Wie dringend der Erhalt und Schutz des asiatischen Wildapfels ist, ist daran zu erkennen, dass er in der Roten Liste der IUCN (International Union for Conservation of Nature) eingetragen ist, unter der Kategorie gefährdet. Dies bedeutet, dass ein hohes Risiko des Aussterbens in unmittelbarer Zukunft besteht. Es wird auch darüber nachgedacht, den asiatischen Apfel als Weltkulturerbe eintragen zu lassen. Dies wäre ein sehr bedeutender Schritt zum Erhalt des asiatischen Apfels.
Doch nicht nur Raubbau an der Natur setzen dem Apfel zu. Auch Feuerbrand spielt eine wichtige Rolle. Dabei handelt es sich um eine schwerwiegende bakterielle Krankheit von Apfel- und Birnbäumen, die innerhalb kürzester Zeit eine Anlage zerstören kann. In den letzten Jahren hat die Krankheit Zentralasien erreicht, wo Kernobstbäume die dominante Spezies in Mittelgebirgswäldern darstellen und somit die Grundlage ganzer Ökosysteme bilden.

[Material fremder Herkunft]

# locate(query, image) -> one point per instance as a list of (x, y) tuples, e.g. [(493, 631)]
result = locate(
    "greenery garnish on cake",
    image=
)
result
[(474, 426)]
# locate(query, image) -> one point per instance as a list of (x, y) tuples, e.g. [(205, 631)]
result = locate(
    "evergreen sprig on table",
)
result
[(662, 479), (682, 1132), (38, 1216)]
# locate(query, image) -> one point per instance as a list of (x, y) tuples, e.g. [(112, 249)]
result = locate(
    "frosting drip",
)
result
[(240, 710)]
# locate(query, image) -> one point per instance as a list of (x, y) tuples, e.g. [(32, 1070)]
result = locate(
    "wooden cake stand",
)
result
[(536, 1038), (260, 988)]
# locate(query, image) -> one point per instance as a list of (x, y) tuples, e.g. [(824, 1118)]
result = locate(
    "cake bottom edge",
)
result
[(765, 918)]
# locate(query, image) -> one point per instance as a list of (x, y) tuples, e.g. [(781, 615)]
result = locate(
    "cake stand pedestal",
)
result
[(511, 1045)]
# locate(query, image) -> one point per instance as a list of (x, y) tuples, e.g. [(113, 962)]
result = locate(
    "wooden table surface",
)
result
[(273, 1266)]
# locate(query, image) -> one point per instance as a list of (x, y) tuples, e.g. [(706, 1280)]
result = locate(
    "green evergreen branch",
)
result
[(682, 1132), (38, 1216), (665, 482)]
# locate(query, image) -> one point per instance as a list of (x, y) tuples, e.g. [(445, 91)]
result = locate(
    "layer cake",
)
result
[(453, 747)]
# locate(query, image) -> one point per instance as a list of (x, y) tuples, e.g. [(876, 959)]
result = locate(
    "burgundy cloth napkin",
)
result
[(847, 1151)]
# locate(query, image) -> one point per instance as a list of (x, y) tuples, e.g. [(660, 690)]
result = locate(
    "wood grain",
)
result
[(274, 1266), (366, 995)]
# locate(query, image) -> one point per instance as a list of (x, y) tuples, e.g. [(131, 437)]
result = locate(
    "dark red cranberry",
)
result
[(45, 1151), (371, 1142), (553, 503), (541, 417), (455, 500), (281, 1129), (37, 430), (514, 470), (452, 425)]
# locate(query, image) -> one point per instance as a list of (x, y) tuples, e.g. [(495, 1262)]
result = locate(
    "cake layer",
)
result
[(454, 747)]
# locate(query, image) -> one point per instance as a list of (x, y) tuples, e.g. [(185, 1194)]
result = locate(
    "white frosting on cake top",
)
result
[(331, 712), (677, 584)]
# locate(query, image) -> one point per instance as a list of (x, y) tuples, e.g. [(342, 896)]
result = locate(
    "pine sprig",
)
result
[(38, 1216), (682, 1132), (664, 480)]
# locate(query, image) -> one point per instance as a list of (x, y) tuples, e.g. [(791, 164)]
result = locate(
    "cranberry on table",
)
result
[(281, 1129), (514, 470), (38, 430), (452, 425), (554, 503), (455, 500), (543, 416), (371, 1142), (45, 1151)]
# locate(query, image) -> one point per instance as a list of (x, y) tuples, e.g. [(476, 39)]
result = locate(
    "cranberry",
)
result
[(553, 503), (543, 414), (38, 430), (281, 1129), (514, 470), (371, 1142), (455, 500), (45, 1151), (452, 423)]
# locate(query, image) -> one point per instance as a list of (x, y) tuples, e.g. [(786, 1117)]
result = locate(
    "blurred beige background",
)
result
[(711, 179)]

Während der lebhaften Diskussion erörterten die Teilnehmer verschiedene Aspekte des Apfelanbaus und tauschten sich über die Aussichten für die Entwicklung des Ökotourismus in Kasachstan aus. In diesem Zusammenhang wurde betont, wie wichtig es ist, das natürliche Erbe des Landes zu bewahren, und wie die internationale Gemeinschaft für die uralte Geschichte der Wildapfelbäume gewonnen werden kann. Dabei wurde positiv erwähnt, und auch im Kurzfilm von Frau Majewski dargestellt, dass es in Almaty private Initiativen gibt, die sich um den erneuten Anbau des asiatischen Apfels sehr engagieren.
Am Ende der Veranstaltung wurde den Teilnehmern ein echter kasachischer „Aport“ überreicht, um sich vom Aroma und den Geschmack selbst zu überzeugen.
In der Tat war diese Veranstaltung — zwar nicht im „Eingangsbereiches der Botschaft“ und mitnichten „strömte bereits ein verführerischer Duft den Gästen“ entgegen — ein hervorragender Beitrag der Botschaft Kasachstans, ihr Land in Deutschland breiter bekanntzumachen. Denn Kasachstan ist wirtschaftlich viel wichtiger für D als hierzulande allgemein bekannt — und zugleich touristisch so viel mehr interessanter!